A study in grief
By Dawn De Busk
I buried my dog two years ago in March. I cannot believe she has been gone that long.
I am happy that she died so peacefully, and is free of the pain a long dog life can bring.
But, oh boy, I miss having that dog in the physical world.
It would be heavenly to touch her luxurious neck fur again, or to be able to circle my fingers around her short muzzle, or to gaze once more at those adoring brown eyes set off by her gold and black mask. Nina was a wonderful companion for 17 years. I met her when she was five weeks old. The runt of a litter of 10 born under a shed in mid-January 1993, her tail was frostbitten. She was a survivor of epic proportions.
She died on March 12, 2010. I put her body into the earth that following Friday and placed a brick circle to mark her grave on Spring Equinox.
Anyhow, my daughter Danielle and I discovered that Girl Scouting was founded on March 12 (1912), which was the same day our dog had died. When Dani learned about this she said, “Mom, Nina died on that day so she could go to heaven and start a girl dog scouting troop.” That image was so wonderful to me, I instantly adopted it.
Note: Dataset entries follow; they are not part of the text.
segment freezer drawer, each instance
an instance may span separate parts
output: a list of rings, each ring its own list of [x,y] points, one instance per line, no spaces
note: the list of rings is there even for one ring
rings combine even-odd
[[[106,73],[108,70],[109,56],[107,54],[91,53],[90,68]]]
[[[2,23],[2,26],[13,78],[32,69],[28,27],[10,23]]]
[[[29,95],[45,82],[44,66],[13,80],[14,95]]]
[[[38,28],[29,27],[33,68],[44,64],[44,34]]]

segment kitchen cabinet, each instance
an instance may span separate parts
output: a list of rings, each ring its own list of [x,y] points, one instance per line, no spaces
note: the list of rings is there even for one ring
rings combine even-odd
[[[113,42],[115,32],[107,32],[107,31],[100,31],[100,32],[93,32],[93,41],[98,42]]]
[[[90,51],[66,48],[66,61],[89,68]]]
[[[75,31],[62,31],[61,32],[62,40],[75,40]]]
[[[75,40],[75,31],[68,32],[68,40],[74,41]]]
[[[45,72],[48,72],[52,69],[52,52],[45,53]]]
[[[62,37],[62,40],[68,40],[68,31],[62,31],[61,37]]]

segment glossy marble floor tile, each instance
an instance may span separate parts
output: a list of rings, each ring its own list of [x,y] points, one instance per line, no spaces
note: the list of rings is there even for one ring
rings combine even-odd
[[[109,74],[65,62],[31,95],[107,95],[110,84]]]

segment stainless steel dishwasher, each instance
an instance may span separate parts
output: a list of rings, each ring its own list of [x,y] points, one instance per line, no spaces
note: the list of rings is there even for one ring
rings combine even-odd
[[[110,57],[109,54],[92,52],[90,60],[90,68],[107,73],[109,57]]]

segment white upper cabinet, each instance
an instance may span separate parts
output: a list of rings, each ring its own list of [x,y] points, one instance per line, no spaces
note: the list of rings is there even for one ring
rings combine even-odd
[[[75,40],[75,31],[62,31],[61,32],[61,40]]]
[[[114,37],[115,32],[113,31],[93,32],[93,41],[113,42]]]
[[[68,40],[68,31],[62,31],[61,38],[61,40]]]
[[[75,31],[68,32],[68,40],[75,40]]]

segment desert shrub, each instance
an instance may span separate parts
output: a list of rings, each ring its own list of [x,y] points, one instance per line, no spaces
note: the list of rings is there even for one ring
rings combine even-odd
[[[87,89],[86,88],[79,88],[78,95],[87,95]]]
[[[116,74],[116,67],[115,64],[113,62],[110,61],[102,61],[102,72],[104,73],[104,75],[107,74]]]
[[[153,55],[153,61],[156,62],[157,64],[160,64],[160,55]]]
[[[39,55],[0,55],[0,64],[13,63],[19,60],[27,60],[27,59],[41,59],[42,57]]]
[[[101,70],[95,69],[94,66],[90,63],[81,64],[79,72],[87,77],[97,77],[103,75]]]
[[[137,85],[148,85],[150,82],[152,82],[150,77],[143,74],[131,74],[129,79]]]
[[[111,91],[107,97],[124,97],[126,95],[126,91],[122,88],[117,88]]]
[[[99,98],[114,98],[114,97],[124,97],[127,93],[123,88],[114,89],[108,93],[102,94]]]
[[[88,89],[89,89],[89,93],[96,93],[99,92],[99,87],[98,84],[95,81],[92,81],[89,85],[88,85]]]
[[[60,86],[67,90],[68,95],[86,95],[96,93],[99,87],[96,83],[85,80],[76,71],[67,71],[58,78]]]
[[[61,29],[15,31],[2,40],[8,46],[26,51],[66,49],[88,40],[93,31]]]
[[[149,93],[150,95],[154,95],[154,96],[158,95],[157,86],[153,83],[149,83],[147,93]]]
Nina is buried in the forest behind a home we rent. I chose a spot near a rock wall that people had placed as a boundary marker. I figured after I move away and come back 10 or 15 years later, I will still be able to locate the rock wall versus a tree that may have grown too tall for me to recognize. Plus, that location seemed to have great drainage — not on the top of the hill, but in the middle of a continuing slope, which would insure water ran away from her grave.
Although, she was too old to make the journey into these woods when we moved here in December 2009, where she is buried is the kind of place Nina would have loved to run. It reminds me of the forestland near her birthplace of Eagle River, Alaska.
It is a perfectly practical resting place. When I go to her grave, I do not go to be sad. I go to play on the swing we hung near there, on the granite rock that is twice as tall as me and a blast to climb, along a “trail” system that keeps me alert with its at-eye-poking-level tree branches.
As the March 12 date swung back around, I anticipated being sad about the anniversary. I suspected I might cry unexpectedly, and I made mental arrangements not to do so. All month long, I did not succumb to tears.
It’s April now. On Friday, I was on my yoga mat after an awesome workout. For some reason, my brain drifted to those moments — twice in the still darkened morning, a few days after Nina’s death, when I left my bed to lie on the carpet where she slept; and I wept uncontrollably that I could not reach out and pet that dog anymore. Suddenly — and, unlike the times I am able to keep detached from a thought or emotion — it was as though I was there again. It was as though two years had never passed; time dissolved, and a flash of fresh pain smacked into my body.
Again, a few of those tears are from the joy I feel that her old joints are pain free and her spirit travels like seagull wings away from the ocean’s storms.
The day I cried over Nina on my yoga mat, I drove to The Bridgton News, where the editor’s daughter had a new puppy. It was so nice to hold a newborn canine that was entering someone else’s life. The experience alleviated any pain I had felt earlier in the day.
And, that is how days go.
Tonight, while the moon is full, I can hear the coyotes howl. Or maybe, it is the coy dogs or a distant neighbor’s dog chained in its yard. But, I believe Nina is the one I hear howling. She is caroling with the puppies in her girl dog scouting troop before they run through the woods, and find the most beautiful places to play.